Is time on Pyongyang’s side?
The author is a Washington correspondent at the JoongAng Ilbo.
North Korea is acting as if it has the upper hand in the denuclearization negotiations with the United States. The working-level talks in Stockholm on Oct. 5 were payback for U.S. President Donald Trump’s abrupt departure from the meeting room in Hanoi, Vietnam. North Korea’s chief nuclear negotiator Kim Myong-gil left the negotiation after just six hours and unilaterally declared that the talks had failed.
The content was also the same. He said that suspending nuclear tests and intercontinental ballistic missile (ICBM) launches was a preemptive denuclearization measure and demanded that United Nations sanctions and separate sanctions by the United States be lifted. He overturned North Korean leader Kim Jong-un’s proposal in Hanoi to exchange a shutdown of the Yongbyon nuclear facility with the lifting of five major UN sanctions and demanded unilateral concession from Washington. He also said that he had no will to negotiate before a complete and irreversible retraction of hostile policy against North Korea.

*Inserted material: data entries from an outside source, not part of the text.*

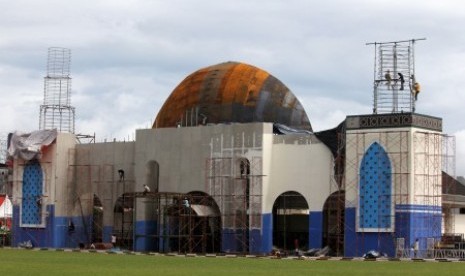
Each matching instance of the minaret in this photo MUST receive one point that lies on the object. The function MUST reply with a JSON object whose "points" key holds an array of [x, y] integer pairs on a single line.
{"points": [[395, 86]]}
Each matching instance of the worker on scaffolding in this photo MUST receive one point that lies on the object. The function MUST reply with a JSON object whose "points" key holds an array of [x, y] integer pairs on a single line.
{"points": [[146, 190], [415, 88], [388, 79], [402, 80]]}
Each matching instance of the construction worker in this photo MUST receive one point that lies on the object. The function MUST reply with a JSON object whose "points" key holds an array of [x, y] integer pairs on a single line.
{"points": [[402, 80], [416, 90], [388, 78]]}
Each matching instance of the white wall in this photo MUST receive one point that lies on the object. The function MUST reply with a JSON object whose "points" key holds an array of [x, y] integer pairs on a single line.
{"points": [[306, 168]]}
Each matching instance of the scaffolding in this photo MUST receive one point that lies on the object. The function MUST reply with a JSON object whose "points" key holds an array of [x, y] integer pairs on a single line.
{"points": [[394, 85], [334, 208], [56, 111], [418, 160], [185, 223], [236, 185]]}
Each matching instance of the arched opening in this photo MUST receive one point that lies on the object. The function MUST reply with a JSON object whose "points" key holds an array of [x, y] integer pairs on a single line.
{"points": [[290, 222], [97, 220], [375, 206], [333, 222], [32, 195], [123, 220], [193, 224], [153, 175]]}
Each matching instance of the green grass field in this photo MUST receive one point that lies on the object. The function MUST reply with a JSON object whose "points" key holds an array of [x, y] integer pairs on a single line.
{"points": [[32, 262]]}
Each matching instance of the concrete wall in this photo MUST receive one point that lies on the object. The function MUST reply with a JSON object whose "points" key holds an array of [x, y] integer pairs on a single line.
{"points": [[96, 172]]}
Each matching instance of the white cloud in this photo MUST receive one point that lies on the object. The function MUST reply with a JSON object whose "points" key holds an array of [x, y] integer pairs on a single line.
{"points": [[127, 56]]}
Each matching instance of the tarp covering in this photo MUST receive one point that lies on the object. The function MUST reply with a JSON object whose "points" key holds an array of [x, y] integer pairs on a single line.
{"points": [[204, 211], [283, 129], [28, 146]]}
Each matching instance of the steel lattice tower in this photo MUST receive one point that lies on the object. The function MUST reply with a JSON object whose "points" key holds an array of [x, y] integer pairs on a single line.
{"points": [[56, 111]]}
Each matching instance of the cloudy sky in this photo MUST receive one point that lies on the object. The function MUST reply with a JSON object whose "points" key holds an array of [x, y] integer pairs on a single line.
{"points": [[127, 56]]}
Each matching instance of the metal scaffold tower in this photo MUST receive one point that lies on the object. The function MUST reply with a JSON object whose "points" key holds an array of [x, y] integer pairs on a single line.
{"points": [[56, 111], [395, 87]]}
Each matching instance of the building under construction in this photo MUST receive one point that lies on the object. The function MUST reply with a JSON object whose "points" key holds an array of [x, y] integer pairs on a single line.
{"points": [[232, 165]]}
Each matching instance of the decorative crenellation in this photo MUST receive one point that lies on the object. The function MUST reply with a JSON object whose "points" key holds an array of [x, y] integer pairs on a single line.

What changed North Korea’s attitude seven months after returning empty-handed from Hanoi remains a question not just for U.S. negotiator Stephen Biegun but also for South Korea. Experts in Washington claim that North Korea has become a mid-weight nuclear power with more than 30 nuclear warheads and solid fuel-based ballistic missile technology. The international sanctions also have loosened thanks to the cozy relationship among North Korea, China and Russia. But most of all, experts say that North Korea wants to take advantage of Trump’s impeachment crisis. Pyongyang may have decided that it is the right time to get as much as they can.

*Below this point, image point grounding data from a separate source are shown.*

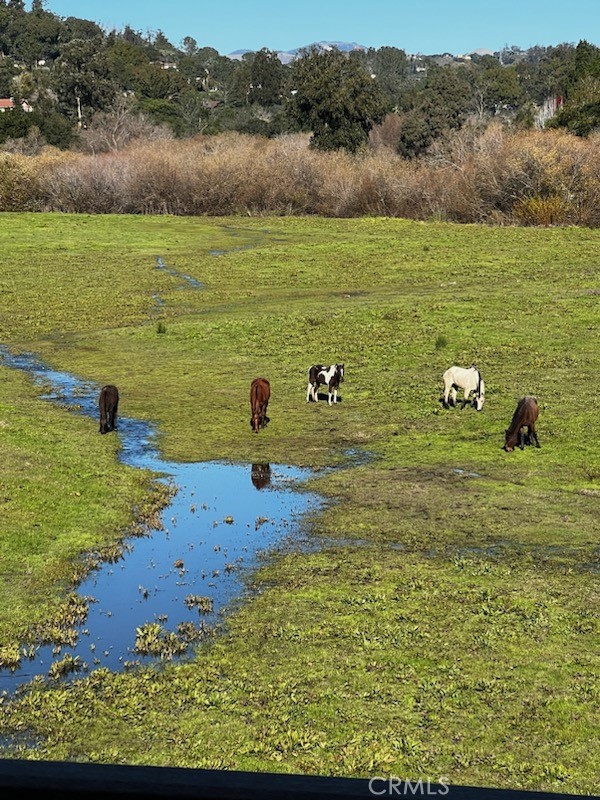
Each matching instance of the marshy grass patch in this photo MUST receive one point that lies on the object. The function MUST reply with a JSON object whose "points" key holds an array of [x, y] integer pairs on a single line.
{"points": [[453, 599]]}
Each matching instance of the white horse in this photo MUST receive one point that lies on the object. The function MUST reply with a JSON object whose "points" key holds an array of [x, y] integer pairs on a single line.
{"points": [[468, 379]]}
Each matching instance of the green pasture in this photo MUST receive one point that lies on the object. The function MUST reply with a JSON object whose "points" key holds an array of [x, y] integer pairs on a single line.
{"points": [[449, 625]]}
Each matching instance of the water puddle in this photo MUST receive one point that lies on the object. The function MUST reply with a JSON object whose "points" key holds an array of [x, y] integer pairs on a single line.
{"points": [[222, 518], [188, 279]]}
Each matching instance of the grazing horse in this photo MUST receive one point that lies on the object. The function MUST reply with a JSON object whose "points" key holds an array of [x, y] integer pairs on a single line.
{"points": [[108, 403], [260, 392], [260, 475], [468, 379], [319, 375], [525, 415]]}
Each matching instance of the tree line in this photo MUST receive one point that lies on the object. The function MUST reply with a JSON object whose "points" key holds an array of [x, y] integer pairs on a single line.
{"points": [[98, 90]]}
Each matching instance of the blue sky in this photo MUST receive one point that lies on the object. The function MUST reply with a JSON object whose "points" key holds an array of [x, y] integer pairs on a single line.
{"points": [[417, 26]]}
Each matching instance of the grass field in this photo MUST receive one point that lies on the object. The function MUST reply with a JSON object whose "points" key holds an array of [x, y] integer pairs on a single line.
{"points": [[450, 625]]}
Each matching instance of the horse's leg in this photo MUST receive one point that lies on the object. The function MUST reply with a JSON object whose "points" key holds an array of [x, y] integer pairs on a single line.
{"points": [[446, 393]]}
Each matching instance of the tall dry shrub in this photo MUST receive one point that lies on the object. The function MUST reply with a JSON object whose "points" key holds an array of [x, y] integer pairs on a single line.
{"points": [[494, 175]]}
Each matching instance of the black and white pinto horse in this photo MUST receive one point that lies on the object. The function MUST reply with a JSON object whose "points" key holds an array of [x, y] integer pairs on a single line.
{"points": [[468, 379], [318, 375]]}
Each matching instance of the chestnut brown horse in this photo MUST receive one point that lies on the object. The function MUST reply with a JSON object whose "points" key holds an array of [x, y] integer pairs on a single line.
{"points": [[108, 403], [260, 392], [525, 416]]}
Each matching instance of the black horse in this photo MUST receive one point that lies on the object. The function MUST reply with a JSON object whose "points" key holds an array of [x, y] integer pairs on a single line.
{"points": [[108, 403]]}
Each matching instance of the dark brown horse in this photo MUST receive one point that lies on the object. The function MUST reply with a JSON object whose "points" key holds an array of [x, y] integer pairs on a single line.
{"points": [[260, 392], [525, 416], [109, 402]]}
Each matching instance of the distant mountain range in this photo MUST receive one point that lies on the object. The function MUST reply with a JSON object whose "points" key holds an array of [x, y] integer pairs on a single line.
{"points": [[286, 56]]}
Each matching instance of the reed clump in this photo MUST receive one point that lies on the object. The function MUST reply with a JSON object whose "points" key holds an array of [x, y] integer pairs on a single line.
{"points": [[496, 175]]}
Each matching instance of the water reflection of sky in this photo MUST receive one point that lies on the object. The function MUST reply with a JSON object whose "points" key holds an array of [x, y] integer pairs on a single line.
{"points": [[220, 519]]}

Ambassador Kim turned down Biegun’s proposal to meet again in two weeks and asked him to meet again by the end of the year, which coincides with the Democratic Party’s (DP) impeachment vote in the House. While the impeachment bill is unlikely to pass the Senate, where the Republican Party has the majority, Pyongyang seems to have calculated that Trump would be impatient to get some tangible results from negotiations with North Korea before the state primaries begin in Iowa in February 2020.

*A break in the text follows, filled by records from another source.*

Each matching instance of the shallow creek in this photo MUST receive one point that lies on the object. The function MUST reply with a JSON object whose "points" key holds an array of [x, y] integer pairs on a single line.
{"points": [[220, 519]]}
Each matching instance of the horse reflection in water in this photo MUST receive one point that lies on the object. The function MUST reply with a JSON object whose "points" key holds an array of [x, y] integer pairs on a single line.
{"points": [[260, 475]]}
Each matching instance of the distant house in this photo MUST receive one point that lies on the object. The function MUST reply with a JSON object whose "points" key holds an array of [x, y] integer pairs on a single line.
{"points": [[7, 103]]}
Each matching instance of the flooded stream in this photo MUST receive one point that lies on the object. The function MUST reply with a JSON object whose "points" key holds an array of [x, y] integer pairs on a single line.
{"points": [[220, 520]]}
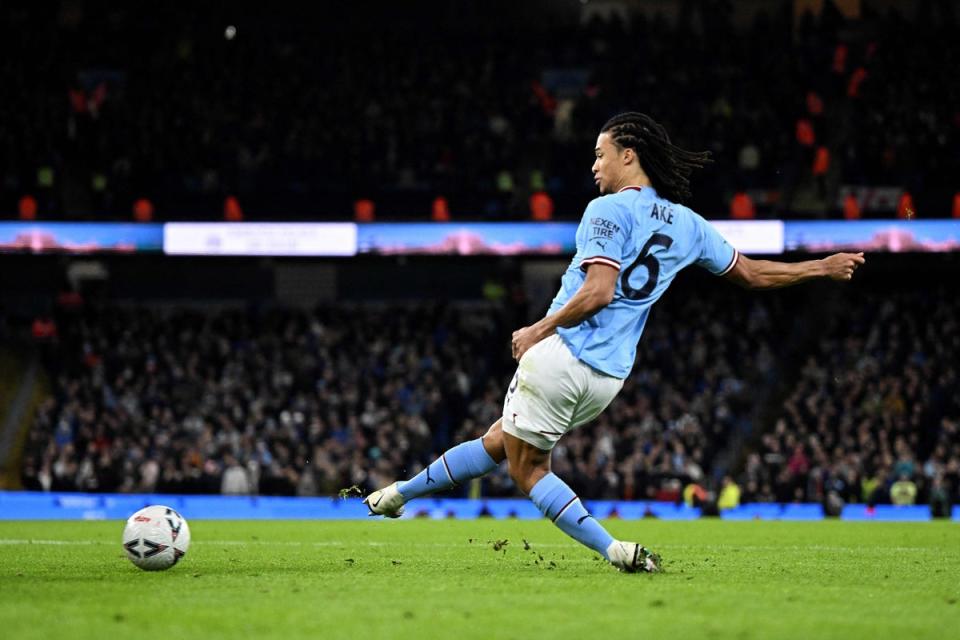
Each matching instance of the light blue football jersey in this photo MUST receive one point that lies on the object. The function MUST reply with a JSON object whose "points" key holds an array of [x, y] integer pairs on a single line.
{"points": [[649, 240]]}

However, Trump is not moving according to Pyongyang’s calculations. He is not showing much interest in negotiations with North Korea as he is busy fighting against the DP in what he calls a “civil war” and “constitutional crisis.” If North Korea fires an ICBM and threatens the United States, the game is over. Trump can use security as a campaign weapon. After visiting Washington, Special Representative for Korean Peninsula Peace and Security Affairs Lee Do-hoon said he needed to be careful because no one knows what North Korea would pick on.